No Brasil, embora o setor represente apenas 2% do uso total, segundo dados da Agência Nacional de Águas (ANA), a localização estratégica das minas, determinada pela disponibilidade de recursos minerais, frequentemente coincide com regiões de déficit hídrico.
Em especial, na exploração do minério de ferro. Sua extração consome 59% de toda a demanda hídrica da indústria da mineração, apontam estudos recentes do Instituto Brasileiro de Mineração (Ibram).
“O mineral é encontrado em rochas com alta capacidade de acumulação de água. A extração, portanto, acaba alterando a capacidade de infiltração no solo”, diz Maria de Lourdes Pereira dos Santos, especialista em gestão de recursos hídricos para mineração e consultora do Ibram, ao NeoFeed.
Por isso, é cada vez mais necessário o desenvolvimento de novas tecnologias que ajudem a tornar o uso da água mais eficiente.
Agente da transformação
Consequência de um modelo de produção e consumo baseado na extração sem limites e no desperdício, a crise hídrica está posta. Atualmente, 4 bilhões de pessoas já sofrem com escassez de água, indica o mais recente Relatório Mundial da ONU sobre Desenvolvimento da Água.
Com o crescimento da população, até 2030, a demanda deve dobrar, alertam os analistas da Organização das Nações Unidas. Impossível continuar do jeito que está — um mundo no qual 80% do esgoto produzido pelo homem volta para a natureza sem tratamento.

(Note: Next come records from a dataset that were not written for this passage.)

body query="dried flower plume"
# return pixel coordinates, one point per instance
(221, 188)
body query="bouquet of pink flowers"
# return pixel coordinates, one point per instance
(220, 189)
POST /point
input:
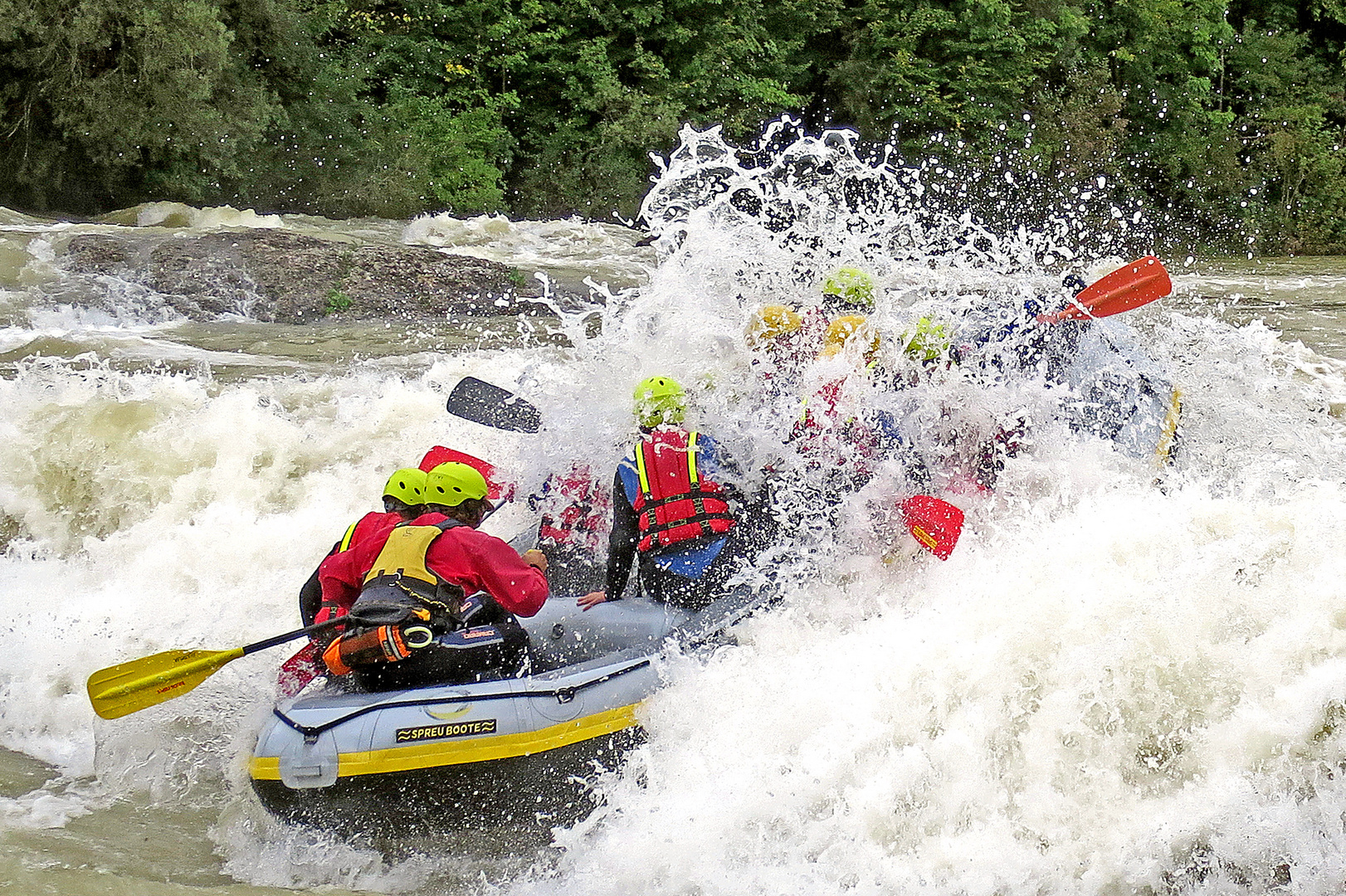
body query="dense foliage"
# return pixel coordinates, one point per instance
(1231, 116)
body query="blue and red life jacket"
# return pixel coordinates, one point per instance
(675, 504)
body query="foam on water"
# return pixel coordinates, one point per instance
(1123, 679)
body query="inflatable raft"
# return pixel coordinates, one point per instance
(515, 750)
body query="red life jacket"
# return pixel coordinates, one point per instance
(675, 504)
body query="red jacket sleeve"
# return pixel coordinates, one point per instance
(485, 562)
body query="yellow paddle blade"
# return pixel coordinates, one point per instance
(128, 688)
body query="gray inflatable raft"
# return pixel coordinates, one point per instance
(515, 750)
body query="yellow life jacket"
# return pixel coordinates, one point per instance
(400, 569)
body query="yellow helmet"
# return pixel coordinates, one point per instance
(841, 330)
(770, 324)
(407, 486)
(452, 483)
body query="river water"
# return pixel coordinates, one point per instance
(1120, 682)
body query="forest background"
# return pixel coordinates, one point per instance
(1229, 119)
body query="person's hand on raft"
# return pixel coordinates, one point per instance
(591, 599)
(534, 558)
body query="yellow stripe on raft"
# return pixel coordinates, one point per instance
(458, 752)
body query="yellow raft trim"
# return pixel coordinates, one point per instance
(1168, 433)
(458, 752)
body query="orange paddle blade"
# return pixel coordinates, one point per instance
(936, 523)
(1129, 287)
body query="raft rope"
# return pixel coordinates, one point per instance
(562, 694)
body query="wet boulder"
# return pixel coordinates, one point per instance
(288, 277)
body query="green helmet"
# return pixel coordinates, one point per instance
(851, 285)
(928, 341)
(452, 483)
(658, 400)
(407, 486)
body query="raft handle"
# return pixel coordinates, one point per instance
(563, 694)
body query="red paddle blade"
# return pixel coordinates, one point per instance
(1129, 287)
(936, 523)
(296, 672)
(441, 455)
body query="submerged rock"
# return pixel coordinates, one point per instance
(287, 277)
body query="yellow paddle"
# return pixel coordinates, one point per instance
(128, 688)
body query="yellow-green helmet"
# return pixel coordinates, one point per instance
(407, 486)
(851, 285)
(660, 402)
(452, 483)
(928, 341)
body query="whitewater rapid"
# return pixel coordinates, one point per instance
(1124, 679)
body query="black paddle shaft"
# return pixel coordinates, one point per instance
(292, 635)
(493, 407)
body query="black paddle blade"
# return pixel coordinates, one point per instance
(493, 407)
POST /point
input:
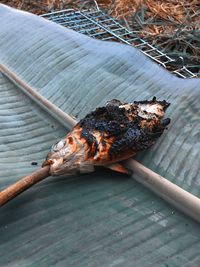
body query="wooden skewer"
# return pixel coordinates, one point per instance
(170, 192)
(15, 189)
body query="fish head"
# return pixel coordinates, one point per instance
(67, 156)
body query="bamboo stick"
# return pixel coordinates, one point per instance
(181, 199)
(23, 184)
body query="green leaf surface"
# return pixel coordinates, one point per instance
(104, 218)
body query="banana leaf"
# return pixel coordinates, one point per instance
(103, 218)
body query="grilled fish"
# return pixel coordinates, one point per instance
(107, 136)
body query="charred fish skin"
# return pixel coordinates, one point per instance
(108, 135)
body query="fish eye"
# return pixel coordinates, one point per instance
(59, 145)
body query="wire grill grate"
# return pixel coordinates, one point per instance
(97, 24)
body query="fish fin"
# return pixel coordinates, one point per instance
(118, 168)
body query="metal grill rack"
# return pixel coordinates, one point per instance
(97, 24)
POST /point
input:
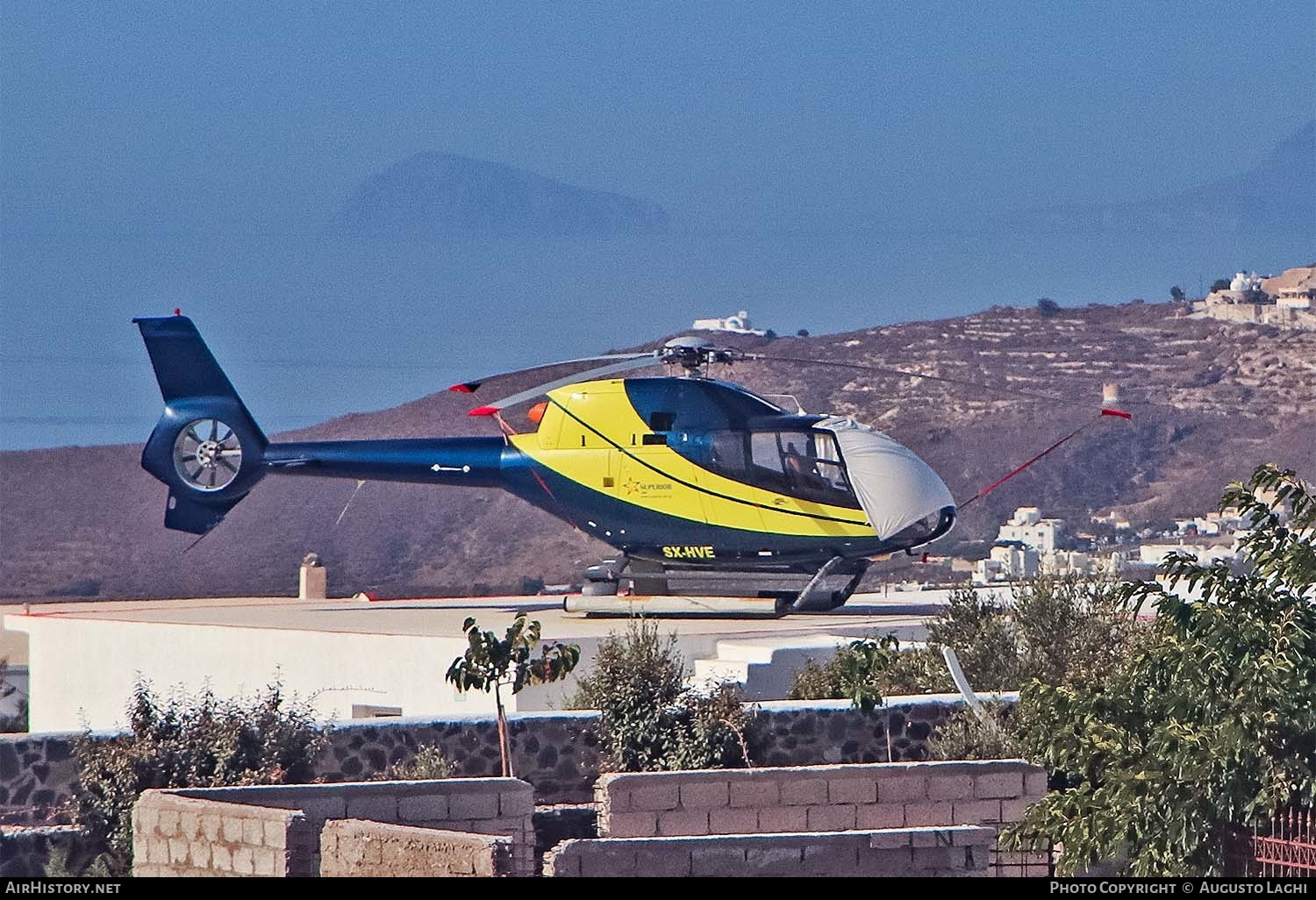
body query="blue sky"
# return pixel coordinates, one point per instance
(813, 116)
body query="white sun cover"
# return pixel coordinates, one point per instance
(894, 486)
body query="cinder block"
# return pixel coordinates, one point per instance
(662, 862)
(902, 789)
(168, 823)
(881, 815)
(936, 858)
(950, 787)
(928, 813)
(833, 861)
(221, 858)
(758, 792)
(325, 807)
(976, 812)
(852, 789)
(1034, 783)
(803, 791)
(516, 803)
(890, 839)
(718, 862)
(1003, 786)
(783, 820)
(639, 824)
(232, 829)
(683, 821)
(432, 808)
(704, 795)
(654, 796)
(733, 821)
(773, 861)
(1013, 811)
(839, 818)
(145, 816)
(189, 825)
(373, 807)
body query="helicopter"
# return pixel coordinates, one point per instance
(683, 474)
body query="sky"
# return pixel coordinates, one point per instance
(161, 155)
(733, 116)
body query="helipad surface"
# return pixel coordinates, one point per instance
(350, 655)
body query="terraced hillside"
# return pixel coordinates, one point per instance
(1210, 400)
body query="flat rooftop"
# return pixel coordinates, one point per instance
(444, 618)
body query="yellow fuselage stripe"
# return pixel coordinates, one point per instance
(590, 434)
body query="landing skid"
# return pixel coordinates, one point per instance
(623, 587)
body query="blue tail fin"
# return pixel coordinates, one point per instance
(205, 446)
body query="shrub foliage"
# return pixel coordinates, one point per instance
(189, 741)
(649, 720)
(1210, 723)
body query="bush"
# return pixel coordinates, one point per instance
(865, 671)
(995, 736)
(1208, 725)
(426, 765)
(1055, 631)
(190, 741)
(647, 718)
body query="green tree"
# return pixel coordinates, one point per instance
(1210, 724)
(491, 663)
(189, 741)
(649, 718)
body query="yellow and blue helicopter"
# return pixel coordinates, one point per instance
(682, 474)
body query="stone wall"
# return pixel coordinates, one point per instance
(37, 773)
(183, 836)
(499, 807)
(29, 852)
(957, 850)
(352, 847)
(816, 799)
(557, 753)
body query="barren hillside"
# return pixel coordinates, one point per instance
(1210, 400)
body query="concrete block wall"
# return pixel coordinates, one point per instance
(184, 836)
(816, 797)
(557, 752)
(955, 850)
(353, 847)
(481, 805)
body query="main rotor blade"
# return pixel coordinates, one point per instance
(634, 362)
(911, 373)
(471, 387)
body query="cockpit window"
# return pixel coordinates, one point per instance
(802, 463)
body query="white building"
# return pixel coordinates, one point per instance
(1008, 562)
(737, 324)
(1028, 526)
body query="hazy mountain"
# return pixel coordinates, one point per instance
(442, 194)
(1210, 402)
(1276, 196)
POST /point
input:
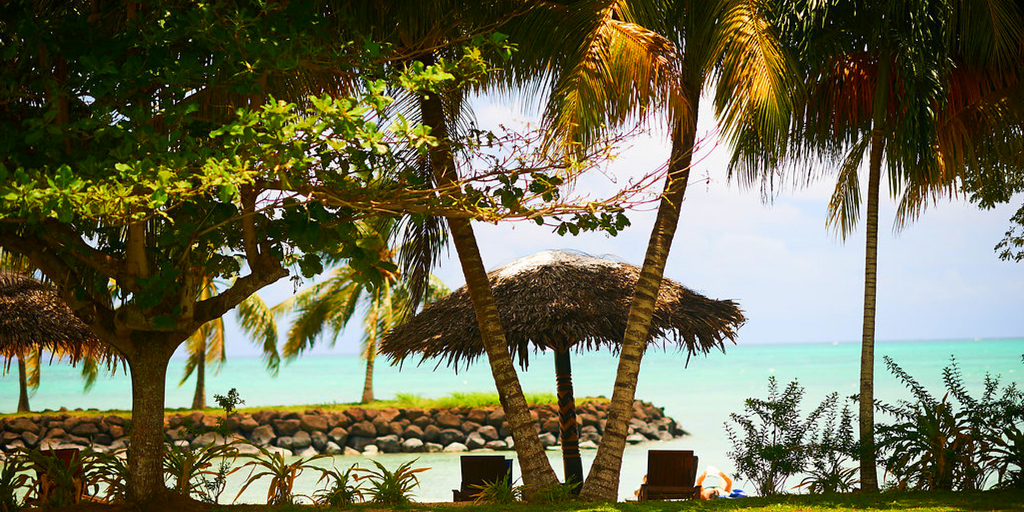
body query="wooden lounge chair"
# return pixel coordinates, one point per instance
(478, 470)
(670, 475)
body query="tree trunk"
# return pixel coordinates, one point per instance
(567, 425)
(23, 384)
(368, 383)
(602, 482)
(199, 399)
(534, 463)
(868, 466)
(148, 373)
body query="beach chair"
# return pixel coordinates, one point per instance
(50, 479)
(479, 470)
(670, 475)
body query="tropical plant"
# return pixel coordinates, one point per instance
(342, 487)
(13, 480)
(501, 492)
(112, 475)
(955, 442)
(773, 440)
(391, 487)
(61, 482)
(921, 91)
(187, 470)
(282, 473)
(330, 305)
(829, 451)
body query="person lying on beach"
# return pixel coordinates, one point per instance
(714, 483)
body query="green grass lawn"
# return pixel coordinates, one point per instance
(937, 502)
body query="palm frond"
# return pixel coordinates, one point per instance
(260, 323)
(844, 208)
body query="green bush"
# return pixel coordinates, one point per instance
(391, 487)
(502, 492)
(773, 441)
(833, 452)
(956, 442)
(342, 487)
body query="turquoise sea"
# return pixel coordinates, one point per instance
(699, 394)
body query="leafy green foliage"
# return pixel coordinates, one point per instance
(230, 401)
(282, 473)
(187, 471)
(13, 478)
(391, 487)
(773, 441)
(955, 442)
(829, 451)
(342, 487)
(112, 475)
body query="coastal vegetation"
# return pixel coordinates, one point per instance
(164, 161)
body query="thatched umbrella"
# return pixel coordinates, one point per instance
(559, 300)
(34, 317)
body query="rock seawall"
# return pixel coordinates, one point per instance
(352, 431)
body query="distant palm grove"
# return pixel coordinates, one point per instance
(162, 162)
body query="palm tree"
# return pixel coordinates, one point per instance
(331, 305)
(921, 88)
(693, 43)
(207, 344)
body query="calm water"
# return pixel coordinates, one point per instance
(700, 395)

Tal realidade deixa clara a urgência por soluções para o controle da poluição de rios, nascentes e oceanos, além da redução do consumo aliada a processos de reciclagem e reaproveitamento de água. Mas, para que funcione, é necessário que isso ocorra em praticamente todos os setores da vida contemporânea. Do abastecimento das cidades ao consumo doméstico, passando por todas as indústrias.
Dada a importância dos minérios e minerais para a transição energética, a mineração tem um papel crucial rumo ao futuro sustentável. Inclusive, como agente da transformação.